Pessoas zangadas/furiosas tendem a oferecer riscos às pessoas que convivem a sua volta, é uma questão de tempo para que o gatilho se movimente em uma circunstância importuna, com causas e efeitos irreversíveis.
Normalmente o controle destes neuropatas costuma interagir com quem eles sentem que podem interagir racionalmente, analisando-os, sem serem dominados por contrariedades. Precisamente por ser subtendida por circuitos neuronais primitivos condicionados pela predisposição genética, e reforçada pela tendência de usá-la como resposta reativa automática a todas as situações irritantes, a pessoa que convive com a ira (raiva) tende a se mover ao longo dos anos com automatismos cada vez mais rígidos, como se estivesse seguindo em frente os trilhos de um trem. Nesse caso, são os circuitos neuronais de baixa resistência que formam a base biológica dos hábitos e das respostas automáticas.
Curiosamente, o ser colérico é muito atraído por situações perigosas, com alta carga agressiva, que se aguçam quando encontram respaldo em outros com a mesma patologia. As pessoas mais controladas tendem a evitar o relacionamento ou, o que é mais frequente, limitar sua amizade apenas às necessidades de momento. Policiar e controlar a ira (raiva), para não ser dominado por elas, requer consciência, uma forte motivação para mudar e o aprendizado de estratégias emocionais e cognitivas mais racionais para expressar o dissenso ou reagir construtivamente a um sentimento de injustiça. Lembrando sempre que a justiça está inserida em um campo de avaliação coletiva, nunca pessoal e inquestionável.
Temos de estabelecer como premissa a educação no autocontrole, para pensar melhor o que se torna essencial para viver melhor.

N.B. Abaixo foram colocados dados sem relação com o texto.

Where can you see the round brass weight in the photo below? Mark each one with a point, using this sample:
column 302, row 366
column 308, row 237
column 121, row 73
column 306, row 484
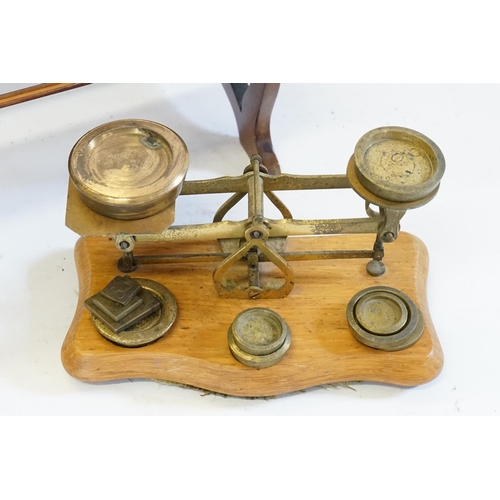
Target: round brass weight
column 259, row 337
column 129, row 169
column 149, row 329
column 384, row 318
column 396, row 166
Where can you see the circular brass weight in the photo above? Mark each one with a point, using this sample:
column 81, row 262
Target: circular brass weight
column 149, row 329
column 259, row 337
column 129, row 169
column 399, row 165
column 384, row 318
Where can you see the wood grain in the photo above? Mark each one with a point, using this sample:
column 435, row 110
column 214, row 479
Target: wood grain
column 195, row 351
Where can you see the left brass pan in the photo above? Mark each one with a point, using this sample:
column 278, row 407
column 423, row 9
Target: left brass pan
column 129, row 169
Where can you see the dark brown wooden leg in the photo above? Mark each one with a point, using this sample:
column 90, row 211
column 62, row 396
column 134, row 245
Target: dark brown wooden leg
column 253, row 105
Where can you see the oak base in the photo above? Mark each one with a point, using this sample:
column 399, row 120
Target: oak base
column 195, row 351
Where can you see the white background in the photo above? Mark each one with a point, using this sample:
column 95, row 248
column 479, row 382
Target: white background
column 314, row 130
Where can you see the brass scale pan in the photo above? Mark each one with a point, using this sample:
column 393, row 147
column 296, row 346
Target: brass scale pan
column 129, row 169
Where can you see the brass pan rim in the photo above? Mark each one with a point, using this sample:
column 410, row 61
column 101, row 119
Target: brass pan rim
column 131, row 202
column 377, row 200
column 395, row 186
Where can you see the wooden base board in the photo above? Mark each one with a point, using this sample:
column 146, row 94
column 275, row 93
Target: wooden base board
column 195, row 351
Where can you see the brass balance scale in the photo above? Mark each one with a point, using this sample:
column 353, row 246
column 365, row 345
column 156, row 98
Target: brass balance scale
column 255, row 307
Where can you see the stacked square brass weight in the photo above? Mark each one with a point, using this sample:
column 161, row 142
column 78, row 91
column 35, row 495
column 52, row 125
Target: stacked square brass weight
column 126, row 175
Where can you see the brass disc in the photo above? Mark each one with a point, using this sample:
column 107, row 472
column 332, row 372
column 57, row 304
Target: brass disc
column 261, row 331
column 372, row 324
column 129, row 169
column 398, row 164
column 149, row 329
column 381, row 313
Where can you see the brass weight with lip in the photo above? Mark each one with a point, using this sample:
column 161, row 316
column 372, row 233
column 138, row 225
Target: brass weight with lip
column 159, row 315
column 384, row 318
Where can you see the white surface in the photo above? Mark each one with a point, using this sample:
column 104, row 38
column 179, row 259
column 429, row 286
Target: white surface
column 314, row 129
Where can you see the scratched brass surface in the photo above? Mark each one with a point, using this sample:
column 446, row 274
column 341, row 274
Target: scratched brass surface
column 129, row 169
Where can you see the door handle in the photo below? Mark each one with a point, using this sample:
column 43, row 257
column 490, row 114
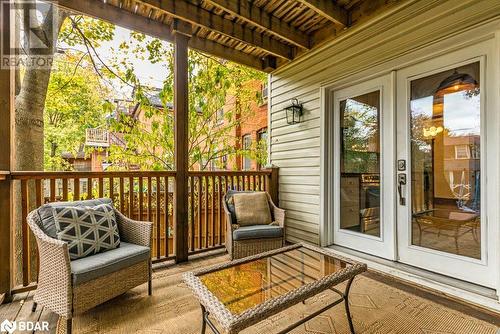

Ao mesmo tempo, aprendendo a respeitar as regras e a governar os sentimentos de injustiça de forma mais racional, procurar resolver suas questões, com diálogo, e não ataques, colocar-se no local que você sempre esteve e para onde voltará.
“A Síndrome do pequeno poder, segundo a psicologia, é uma atitude de autoritarismo por parte de um indivíduo que, ao receber um poder, usa-o de forma absoluta e imperativa, sem se preocupar com as consequências e problemas periféricos que possa vir a ocasionar. Trata-se de um problema social, e não individual, característico da nossa sociedade. Surge quando a pessoa não se contenta com sua pequena parcela de poder e se assume como superior ou detentora de responsabilidade sobre a liberdade de outrem, exorbitando sua autoridade”.
A “síndrome do pequeno poder” é muito comum em pessoas que assumem determinadas atividades estatais e se sentem superiores por essa razão, está diretamente ligada à raiva. Portanto, se não conseguirmos controlar quando adultos, o traço raivoso/furioso que se tornou dominante torna-se um fator de perigo para si e para os outros.
Artigo assinado por Osmir Bertazzoni, jornalista e advogado.